Tarihler 2005\'i gösterdiğinde Gürcü asıllı Géla Babluani, çektiği film ile bu kadar büyük fırtına koparacağını bilmiyordu. Genç yönetmen ilk uzun metraj filminde dikkatleri üstüne çekiyor ve Sundance\'te 2006 yılında jüri özel ödülünü kazanıyordu. Filmi siyah beyazdı 93 dakika ile çok da uzun bir film sayılmazdı. Ama Géla öyle bir senaryo yazmıştı ki herkes hayranlıkla izliyor, oldukça etkileniyor ve dilinden düşürmüyordu. Bu filmin adı 13 Tzameti idi.
Tarihler 2010 yılını gösterdiğinde aynı yönetmen, aynı senaryosuyla birlikte bir Hollywood filmi yapıyordu. Sebebi ise amerikalıların ilk filmi izlemeyecek olmalarından başka bir şey değildi. Eğer bir Hollywood versiyonu çekilirse filmin ve ünlü oyuncular ile pazarlanırsa film tutardı. Ayrıca konu sıkıntısı çeken bir sinemanın yönetmene, senaryoya ve filme balıklama atlamasından daha da doğal bir şey olamazdı. Yaptılar, oldu.
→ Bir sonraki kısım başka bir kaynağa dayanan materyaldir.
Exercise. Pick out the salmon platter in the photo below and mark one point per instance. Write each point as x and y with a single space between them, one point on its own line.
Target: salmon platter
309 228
Daha da yapmaya devam edecekler: Bkz.(Milenyum Üçlemesi)
Control filminde Joy Division\'ın efsanevi solisti Ian Curtis\'i canlandıran ingiliz oyuncu Sam Riley bu filmde acıların çocuğu Vince rolünde. Babası kaza sebebiyle hastanelik, ailesi ona bakmak için evi satacak kadar perişan, Vince ise geçici işler ile para kazanmaya çalışan bir yitik. Hayalini kurduğu \"Şu kadar param olsa aileme bakarım\" rüyası ise hiç gerçekleşmeyecek gibi. Belki de bunun için bir adım atması gerekir? Nitekim şans Vince\'in ayağına geliyor ama bu öyle bir şans ki ya fakir ölecek ya zengin olacak ya da zengin ölecek. Tek günlük bir iş. Bir kodaman bahis turnuvası bu. Daha fazla detaya girmemek gerek zira konu için merak birinci derece önem teşkil ediyor. Lakin Géla\'nın ilk filmi 13 Tzameti\'yi izleyenler için merak çok da etkin bir unsur değil. Konu birebir aynı çünkü. Sadece biraz renklendirilmiş, ünlü oyuncularla bezenmiş ve fazladan bir karakter eklenmiş. Mickey Rourke, Jason Statham, 50 Cent, David Zayas, Alexander Skarsgard, Michael Shannon gibi oyuncular kadroda. Film ise başlı başına bir gerilim şaheseri.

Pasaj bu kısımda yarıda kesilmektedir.